David Estringel
Lucky Strike
I’m lookin’ for answers at the bottom of a box of Lucky Strikes, pushin’ through shadows, rumigin’ through bits n debris scattered to the oblivion of far corners, jonsin’ for the ache of calm’s chemical burn—the kind that makes you remember you occupy a body, leaving the tongue scaldin’, the mouth n throat flamin’, even teeth scorchin’—and the sweet sweet return of a restin’ heartbeat…n another…n another…n another…The kind that pushes down memories of what’s gone wrong. Mother dyin’. Father, too. Three dogs down n the money that’s dried up—evaporated like alcohol in hands of fire.
That’s why I smoke these things. (Used to smoke Marlboros.) Can’t afford much else these days. Dyin’ for a drag, I check the box again n still, nothin’ but black abstraction n the lil things that rattle when shaken…n me, livin’ at the bottom, a shadow man waiting for my luck to strike…again.

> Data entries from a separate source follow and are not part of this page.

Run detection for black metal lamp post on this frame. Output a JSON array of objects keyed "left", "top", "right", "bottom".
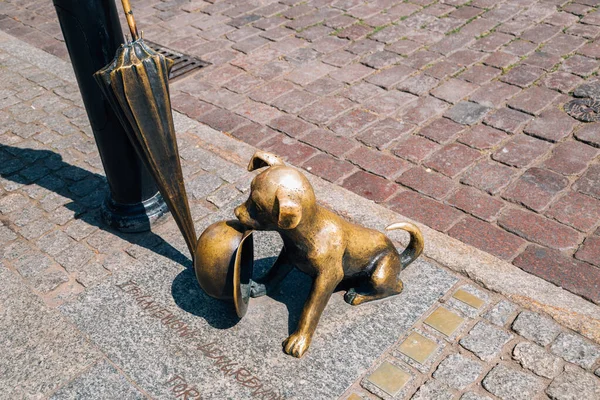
[{"left": 53, "top": 0, "right": 168, "bottom": 232}]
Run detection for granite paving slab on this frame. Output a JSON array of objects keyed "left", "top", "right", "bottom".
[
  {"left": 0, "top": 262, "right": 101, "bottom": 399},
  {"left": 50, "top": 360, "right": 147, "bottom": 400}
]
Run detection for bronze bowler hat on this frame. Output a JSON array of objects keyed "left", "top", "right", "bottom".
[{"left": 194, "top": 220, "right": 254, "bottom": 318}]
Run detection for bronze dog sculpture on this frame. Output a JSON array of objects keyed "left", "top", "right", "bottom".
[{"left": 235, "top": 151, "right": 423, "bottom": 357}]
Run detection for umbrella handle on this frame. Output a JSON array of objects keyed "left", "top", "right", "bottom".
[{"left": 121, "top": 0, "right": 139, "bottom": 41}]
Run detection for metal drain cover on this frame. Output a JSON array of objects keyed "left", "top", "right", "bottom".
[
  {"left": 565, "top": 99, "right": 600, "bottom": 122},
  {"left": 144, "top": 39, "right": 208, "bottom": 80}
]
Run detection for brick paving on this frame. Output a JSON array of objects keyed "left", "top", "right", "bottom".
[{"left": 0, "top": 0, "right": 600, "bottom": 303}]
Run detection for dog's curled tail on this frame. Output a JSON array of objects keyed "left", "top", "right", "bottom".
[{"left": 385, "top": 222, "right": 425, "bottom": 269}]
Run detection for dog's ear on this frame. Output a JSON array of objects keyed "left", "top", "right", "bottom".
[
  {"left": 248, "top": 150, "right": 285, "bottom": 171},
  {"left": 275, "top": 188, "right": 302, "bottom": 229}
]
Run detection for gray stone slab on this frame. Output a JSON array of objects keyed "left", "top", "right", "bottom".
[
  {"left": 446, "top": 285, "right": 490, "bottom": 318},
  {"left": 513, "top": 342, "right": 562, "bottom": 379},
  {"left": 483, "top": 300, "right": 517, "bottom": 326},
  {"left": 512, "top": 311, "right": 561, "bottom": 346},
  {"left": 50, "top": 360, "right": 147, "bottom": 400},
  {"left": 550, "top": 332, "right": 600, "bottom": 369},
  {"left": 411, "top": 379, "right": 454, "bottom": 400},
  {"left": 61, "top": 210, "right": 457, "bottom": 399},
  {"left": 0, "top": 263, "right": 101, "bottom": 399},
  {"left": 460, "top": 392, "right": 492, "bottom": 400},
  {"left": 482, "top": 364, "right": 544, "bottom": 400},
  {"left": 433, "top": 354, "right": 483, "bottom": 390},
  {"left": 546, "top": 366, "right": 600, "bottom": 400},
  {"left": 460, "top": 321, "right": 513, "bottom": 361}
]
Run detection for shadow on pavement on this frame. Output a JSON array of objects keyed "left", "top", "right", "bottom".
[{"left": 0, "top": 144, "right": 192, "bottom": 269}]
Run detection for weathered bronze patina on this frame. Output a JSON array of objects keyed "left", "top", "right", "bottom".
[
  {"left": 194, "top": 220, "right": 254, "bottom": 318},
  {"left": 235, "top": 151, "right": 423, "bottom": 357},
  {"left": 94, "top": 0, "right": 196, "bottom": 256},
  {"left": 96, "top": 0, "right": 423, "bottom": 357}
]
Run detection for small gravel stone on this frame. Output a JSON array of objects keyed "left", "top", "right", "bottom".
[
  {"left": 512, "top": 311, "right": 560, "bottom": 346},
  {"left": 513, "top": 342, "right": 561, "bottom": 379},
  {"left": 546, "top": 366, "right": 600, "bottom": 400},
  {"left": 550, "top": 332, "right": 600, "bottom": 369},
  {"left": 482, "top": 364, "right": 543, "bottom": 400},
  {"left": 483, "top": 300, "right": 517, "bottom": 326},
  {"left": 460, "top": 392, "right": 492, "bottom": 400},
  {"left": 411, "top": 380, "right": 454, "bottom": 400},
  {"left": 433, "top": 354, "right": 482, "bottom": 390},
  {"left": 460, "top": 321, "right": 513, "bottom": 361}
]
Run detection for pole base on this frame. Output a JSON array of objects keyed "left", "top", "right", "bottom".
[{"left": 100, "top": 192, "right": 169, "bottom": 233}]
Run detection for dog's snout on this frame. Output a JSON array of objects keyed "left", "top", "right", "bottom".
[{"left": 233, "top": 205, "right": 243, "bottom": 219}]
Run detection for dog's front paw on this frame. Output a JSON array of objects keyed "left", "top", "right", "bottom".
[
  {"left": 283, "top": 332, "right": 311, "bottom": 358},
  {"left": 250, "top": 281, "right": 267, "bottom": 297},
  {"left": 344, "top": 288, "right": 358, "bottom": 306}
]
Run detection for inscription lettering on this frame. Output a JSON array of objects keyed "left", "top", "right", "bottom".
[
  {"left": 116, "top": 280, "right": 285, "bottom": 400},
  {"left": 165, "top": 375, "right": 200, "bottom": 400}
]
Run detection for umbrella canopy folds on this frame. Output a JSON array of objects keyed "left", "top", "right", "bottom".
[{"left": 94, "top": 0, "right": 196, "bottom": 257}]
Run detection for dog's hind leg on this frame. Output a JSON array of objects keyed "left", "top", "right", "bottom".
[
  {"left": 344, "top": 253, "right": 403, "bottom": 306},
  {"left": 250, "top": 248, "right": 294, "bottom": 297}
]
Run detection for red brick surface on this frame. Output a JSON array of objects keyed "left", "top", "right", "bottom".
[
  {"left": 448, "top": 217, "right": 526, "bottom": 260},
  {"left": 5, "top": 0, "right": 600, "bottom": 299},
  {"left": 514, "top": 244, "right": 600, "bottom": 304},
  {"left": 498, "top": 209, "right": 581, "bottom": 250},
  {"left": 502, "top": 168, "right": 569, "bottom": 212}
]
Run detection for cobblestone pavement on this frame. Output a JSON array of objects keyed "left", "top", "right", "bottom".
[
  {"left": 0, "top": 29, "right": 600, "bottom": 400},
  {"left": 0, "top": 0, "right": 600, "bottom": 303}
]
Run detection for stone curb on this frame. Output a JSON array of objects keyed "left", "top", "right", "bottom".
[{"left": 174, "top": 112, "right": 600, "bottom": 343}]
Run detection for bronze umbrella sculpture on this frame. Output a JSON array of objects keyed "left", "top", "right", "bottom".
[
  {"left": 94, "top": 0, "right": 196, "bottom": 257},
  {"left": 94, "top": 0, "right": 254, "bottom": 317},
  {"left": 95, "top": 0, "right": 423, "bottom": 357}
]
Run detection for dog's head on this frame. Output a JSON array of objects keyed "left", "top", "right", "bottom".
[{"left": 235, "top": 151, "right": 315, "bottom": 230}]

Summer ’76, or Boil Boil Toil n Trouble
Cicadas are whinin’ melodic in the pecan trees early this mornin’, as turgid, meaty ovals crunch loud ’neath my feet. Rusty laps water out the ol’ metal basin near the chicken coop with his drowsy eyes drowsin’ n his black-spotted, purple tongue lappin’.
Mom n grandad are always whisperin’ whisperin’ whisperin’ talkin’ talkin’ talkin’ ‘hind shut windows n doors. (Married people stuff, I think)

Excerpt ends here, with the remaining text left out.